This report aims to critically discuss the effectiveness of a data visualisation task and how it might be improved.

Original dashboard

Transport for London 2018, London Buses Safety Dashboard - Quarter One Report – January - March 2018, Transport for London, p. 3. Available at: http://content.tfl.gov.uk/q1-18-london-bus-safety-dashboard.pdf [Accessed 1 February 2019].

Critical discussion

Carrying over 6 million passengers per day, London Buses have a crucial mission to ensure safety for their customers on every journey. With this strategy, a dashboard was created to monitor the bus safety performance in London and identify the area for improvement. It is supposed to inform people who are responsible for transportation safety in London and anyone from the public who are interested in this area. The selected visualisation presents the number of incidents and injuries trend from 2015 to Q1/2018 by using a four-quadrant dashboard with diverse types of charts (e.g. bar graph, pie chart, donut chart and line graph). In general, the dashboard illustrates the key intended messages by having proper use of chart types, clear titles and legends. Nevertheless, it also contains some limitations in accuracy.

The bar graph: In overall, it can deliver the message that the number of incidents in the last quarter is the lowest over last three year thanks to the proper use of chart type and scale (i.e. starting from 0). However, there might be some minor improvements that help the general trend can be detected easier. First, too many horizontal grids seem to clutter the graph. Reducing their visibility and adding vertical markers to facilitate year-on-year comparison might be helpful. It enables us to realize that the first quarter is always the lowest within a year, and this year is the lowest among all.
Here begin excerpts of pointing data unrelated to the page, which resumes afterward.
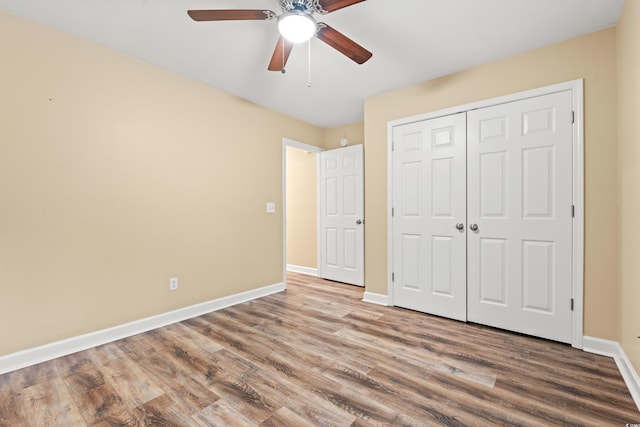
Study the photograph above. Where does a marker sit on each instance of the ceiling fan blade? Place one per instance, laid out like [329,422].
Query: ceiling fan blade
[343,44]
[327,6]
[280,55]
[231,15]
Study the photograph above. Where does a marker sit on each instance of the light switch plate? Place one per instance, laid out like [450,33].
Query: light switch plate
[271,207]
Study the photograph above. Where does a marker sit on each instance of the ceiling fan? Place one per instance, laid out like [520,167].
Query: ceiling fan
[296,24]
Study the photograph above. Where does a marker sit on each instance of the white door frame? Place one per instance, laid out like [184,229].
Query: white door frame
[286,142]
[576,88]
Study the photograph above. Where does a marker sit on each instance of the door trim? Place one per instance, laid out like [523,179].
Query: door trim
[286,142]
[576,88]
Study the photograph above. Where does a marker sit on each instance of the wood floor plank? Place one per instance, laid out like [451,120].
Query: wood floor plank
[316,354]
[50,404]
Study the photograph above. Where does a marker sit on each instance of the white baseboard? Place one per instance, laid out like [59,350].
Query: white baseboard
[615,350]
[374,298]
[32,356]
[304,270]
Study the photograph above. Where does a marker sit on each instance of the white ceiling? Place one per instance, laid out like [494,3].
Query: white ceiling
[411,40]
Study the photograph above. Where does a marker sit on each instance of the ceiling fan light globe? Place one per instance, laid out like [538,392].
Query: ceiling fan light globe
[296,26]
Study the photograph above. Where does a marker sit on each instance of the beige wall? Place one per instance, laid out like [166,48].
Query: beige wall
[629,174]
[301,208]
[114,177]
[592,57]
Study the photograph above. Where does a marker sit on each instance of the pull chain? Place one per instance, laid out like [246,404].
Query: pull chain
[283,70]
[309,62]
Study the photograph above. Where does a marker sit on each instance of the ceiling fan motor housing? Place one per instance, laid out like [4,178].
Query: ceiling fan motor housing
[306,6]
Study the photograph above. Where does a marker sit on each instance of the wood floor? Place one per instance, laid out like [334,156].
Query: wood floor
[317,355]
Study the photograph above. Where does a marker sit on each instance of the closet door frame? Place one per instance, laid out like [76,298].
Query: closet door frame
[577,270]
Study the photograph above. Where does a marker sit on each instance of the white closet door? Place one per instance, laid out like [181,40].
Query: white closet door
[341,215]
[429,252]
[519,196]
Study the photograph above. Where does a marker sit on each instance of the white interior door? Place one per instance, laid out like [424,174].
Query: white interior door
[520,200]
[429,210]
[341,215]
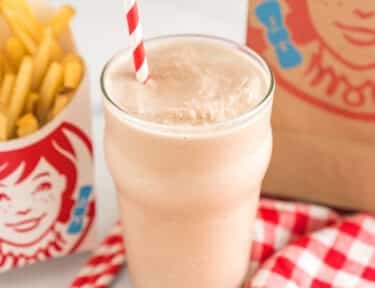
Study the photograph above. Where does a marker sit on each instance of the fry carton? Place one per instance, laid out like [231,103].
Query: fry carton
[47,204]
[323,57]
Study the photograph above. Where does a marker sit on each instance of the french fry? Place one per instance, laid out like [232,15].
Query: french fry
[32,99]
[50,86]
[20,91]
[60,103]
[61,19]
[15,51]
[22,14]
[3,123]
[27,125]
[1,67]
[73,71]
[42,59]
[6,88]
[8,66]
[38,76]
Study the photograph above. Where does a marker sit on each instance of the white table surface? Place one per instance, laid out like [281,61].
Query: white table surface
[100,32]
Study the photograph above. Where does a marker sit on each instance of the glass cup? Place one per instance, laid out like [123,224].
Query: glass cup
[188,196]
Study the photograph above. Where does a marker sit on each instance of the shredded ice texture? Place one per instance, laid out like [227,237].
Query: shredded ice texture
[193,82]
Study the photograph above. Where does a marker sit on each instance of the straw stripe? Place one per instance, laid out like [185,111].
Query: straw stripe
[133,18]
[136,41]
[105,264]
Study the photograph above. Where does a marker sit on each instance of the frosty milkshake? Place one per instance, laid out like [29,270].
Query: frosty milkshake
[188,152]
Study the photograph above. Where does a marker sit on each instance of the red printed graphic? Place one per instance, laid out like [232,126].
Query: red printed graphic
[38,194]
[336,40]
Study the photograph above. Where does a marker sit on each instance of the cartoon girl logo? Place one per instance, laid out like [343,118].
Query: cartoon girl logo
[46,206]
[326,46]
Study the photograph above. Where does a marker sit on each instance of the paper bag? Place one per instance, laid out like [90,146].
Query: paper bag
[323,57]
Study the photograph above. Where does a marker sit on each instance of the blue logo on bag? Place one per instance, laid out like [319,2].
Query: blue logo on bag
[270,15]
[79,212]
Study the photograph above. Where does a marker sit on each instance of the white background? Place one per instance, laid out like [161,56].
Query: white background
[100,31]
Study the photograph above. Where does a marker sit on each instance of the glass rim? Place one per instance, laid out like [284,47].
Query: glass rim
[225,125]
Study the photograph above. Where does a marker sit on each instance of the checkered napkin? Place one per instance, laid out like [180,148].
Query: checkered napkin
[295,245]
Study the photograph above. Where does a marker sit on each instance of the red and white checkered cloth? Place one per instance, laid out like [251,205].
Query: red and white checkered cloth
[295,246]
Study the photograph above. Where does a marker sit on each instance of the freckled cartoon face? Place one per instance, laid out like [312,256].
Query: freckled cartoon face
[29,208]
[346,25]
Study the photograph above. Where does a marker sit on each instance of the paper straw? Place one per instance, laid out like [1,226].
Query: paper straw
[105,263]
[136,41]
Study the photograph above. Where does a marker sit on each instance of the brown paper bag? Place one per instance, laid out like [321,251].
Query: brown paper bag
[323,56]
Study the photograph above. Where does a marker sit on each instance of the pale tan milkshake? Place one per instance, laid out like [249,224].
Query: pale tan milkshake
[188,152]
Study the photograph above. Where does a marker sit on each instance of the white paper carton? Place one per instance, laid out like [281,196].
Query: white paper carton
[47,204]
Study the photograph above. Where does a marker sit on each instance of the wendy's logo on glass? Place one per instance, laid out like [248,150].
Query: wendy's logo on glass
[321,51]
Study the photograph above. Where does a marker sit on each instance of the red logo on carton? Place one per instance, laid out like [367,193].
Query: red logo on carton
[39,187]
[323,52]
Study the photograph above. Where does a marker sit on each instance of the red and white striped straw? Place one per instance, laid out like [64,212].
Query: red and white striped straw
[136,41]
[106,263]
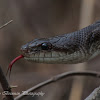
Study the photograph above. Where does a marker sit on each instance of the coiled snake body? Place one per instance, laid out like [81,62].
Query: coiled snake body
[75,47]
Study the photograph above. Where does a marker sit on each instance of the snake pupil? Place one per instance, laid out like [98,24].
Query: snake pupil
[44,46]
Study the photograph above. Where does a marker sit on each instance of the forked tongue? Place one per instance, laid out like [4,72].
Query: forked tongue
[11,64]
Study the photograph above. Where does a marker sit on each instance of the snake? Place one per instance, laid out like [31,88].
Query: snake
[76,47]
[71,48]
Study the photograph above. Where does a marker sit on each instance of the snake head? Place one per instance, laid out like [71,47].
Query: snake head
[39,50]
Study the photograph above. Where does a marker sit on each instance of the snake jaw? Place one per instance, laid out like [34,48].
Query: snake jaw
[11,64]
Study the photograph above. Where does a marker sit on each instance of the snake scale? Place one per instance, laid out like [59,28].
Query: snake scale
[76,47]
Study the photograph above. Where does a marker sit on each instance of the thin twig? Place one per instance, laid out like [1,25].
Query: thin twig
[5,85]
[5,24]
[59,77]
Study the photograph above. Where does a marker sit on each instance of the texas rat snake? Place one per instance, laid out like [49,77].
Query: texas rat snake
[75,47]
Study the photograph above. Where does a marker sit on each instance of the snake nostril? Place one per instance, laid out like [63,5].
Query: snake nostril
[24,50]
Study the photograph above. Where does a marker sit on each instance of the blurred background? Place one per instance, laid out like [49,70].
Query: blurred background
[45,18]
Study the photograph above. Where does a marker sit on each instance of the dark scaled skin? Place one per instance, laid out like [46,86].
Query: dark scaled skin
[85,41]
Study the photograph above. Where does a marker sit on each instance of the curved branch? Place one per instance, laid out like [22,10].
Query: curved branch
[5,85]
[59,77]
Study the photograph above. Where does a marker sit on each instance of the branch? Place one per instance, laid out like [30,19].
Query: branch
[59,77]
[5,24]
[95,95]
[5,85]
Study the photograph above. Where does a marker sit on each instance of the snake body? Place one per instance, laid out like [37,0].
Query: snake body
[76,47]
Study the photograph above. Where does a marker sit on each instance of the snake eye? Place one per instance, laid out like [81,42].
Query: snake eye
[45,46]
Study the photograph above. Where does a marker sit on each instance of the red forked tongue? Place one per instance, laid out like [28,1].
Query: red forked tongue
[12,62]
Besides, the improper format of the axis title also should be corrected.

The pie chart (about incident types): It is reasonable to use a pie chart for proportion data. However, when there are too many categories, it becomes very challenging to perceive the differences between them by comparing the angles of the pieces. Therefore, it might be rational to change to bar graph to achieve a higher accurate visual elementary task by judging the position along a common scale. In addition, if there is no reason to stick to the current order, rearrange the categories by their value also make it easier to identify the most common problems, which are collisions, bus fouling and slip trip fall.

The donut chart: It presents the proportion of incidents with and without injuries. As there are only two categories, it might be acceptable to use the donut chart. However, the data seems to be mismatched. The total number of incidents for the current quarter is lower than 17,500 in the bar graph, yet equal to 18,369 in donut chart. It also implies the redundancy in the visualisation. A single proportion number of incidents with injuries might be sufficient to deliver the same message.
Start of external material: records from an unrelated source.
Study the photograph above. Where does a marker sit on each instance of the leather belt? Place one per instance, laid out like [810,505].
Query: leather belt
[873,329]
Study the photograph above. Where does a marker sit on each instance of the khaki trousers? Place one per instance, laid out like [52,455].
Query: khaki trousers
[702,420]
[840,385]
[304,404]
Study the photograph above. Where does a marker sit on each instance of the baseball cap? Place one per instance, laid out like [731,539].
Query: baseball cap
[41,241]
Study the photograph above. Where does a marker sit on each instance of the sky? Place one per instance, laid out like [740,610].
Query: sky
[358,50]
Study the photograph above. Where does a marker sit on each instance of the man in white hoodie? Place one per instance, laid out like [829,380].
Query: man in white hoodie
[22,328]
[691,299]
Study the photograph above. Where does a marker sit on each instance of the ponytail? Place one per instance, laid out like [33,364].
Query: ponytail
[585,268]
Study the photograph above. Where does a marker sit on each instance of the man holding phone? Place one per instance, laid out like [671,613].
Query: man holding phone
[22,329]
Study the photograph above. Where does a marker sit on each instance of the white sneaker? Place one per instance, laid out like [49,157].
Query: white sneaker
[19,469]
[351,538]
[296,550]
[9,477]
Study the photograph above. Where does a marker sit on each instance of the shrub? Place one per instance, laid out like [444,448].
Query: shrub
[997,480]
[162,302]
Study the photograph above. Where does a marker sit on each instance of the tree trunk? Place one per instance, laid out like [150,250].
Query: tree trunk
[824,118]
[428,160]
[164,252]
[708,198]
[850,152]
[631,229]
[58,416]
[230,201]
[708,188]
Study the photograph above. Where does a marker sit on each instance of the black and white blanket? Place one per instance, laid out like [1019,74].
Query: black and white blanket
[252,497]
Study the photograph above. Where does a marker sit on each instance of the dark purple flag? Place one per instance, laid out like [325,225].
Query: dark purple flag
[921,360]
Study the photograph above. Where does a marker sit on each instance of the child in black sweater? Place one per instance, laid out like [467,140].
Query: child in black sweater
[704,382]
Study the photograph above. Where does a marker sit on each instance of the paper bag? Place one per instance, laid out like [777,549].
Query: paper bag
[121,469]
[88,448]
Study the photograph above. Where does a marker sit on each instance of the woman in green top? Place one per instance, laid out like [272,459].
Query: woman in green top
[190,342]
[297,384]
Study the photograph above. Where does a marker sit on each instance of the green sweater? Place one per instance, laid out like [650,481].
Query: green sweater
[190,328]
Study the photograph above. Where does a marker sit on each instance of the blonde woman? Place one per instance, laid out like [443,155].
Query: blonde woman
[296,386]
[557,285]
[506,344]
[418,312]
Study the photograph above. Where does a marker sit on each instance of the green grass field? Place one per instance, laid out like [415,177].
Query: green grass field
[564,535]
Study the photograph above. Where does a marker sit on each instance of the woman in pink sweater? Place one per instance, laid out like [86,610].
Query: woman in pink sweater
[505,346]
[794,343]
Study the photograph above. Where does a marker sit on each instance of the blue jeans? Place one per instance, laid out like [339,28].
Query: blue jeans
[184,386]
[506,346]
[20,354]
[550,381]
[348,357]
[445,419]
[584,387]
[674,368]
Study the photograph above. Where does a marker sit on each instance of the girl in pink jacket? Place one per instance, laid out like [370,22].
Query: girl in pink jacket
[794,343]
The line graph: It successfully shows the general upward trend of injuries number. In addition, it is also possible to realize the seasonality feature, in which the first half of the year is always lower than the second one. However, similar to the suggestion in the first graph, vertical markers might help year-on-year comparison easier. Furthermore, there is another mismatch between the donut chart and this line graph. The number of incidents with injuries is 1,456 in the donut chart, but higher than 1,500 in this line graph. It might be the case that there are more than two injuries per incidents. If it is true, the axis label of line graph must be changed to from “number of incidents” to “number of injuries” avoid misleading.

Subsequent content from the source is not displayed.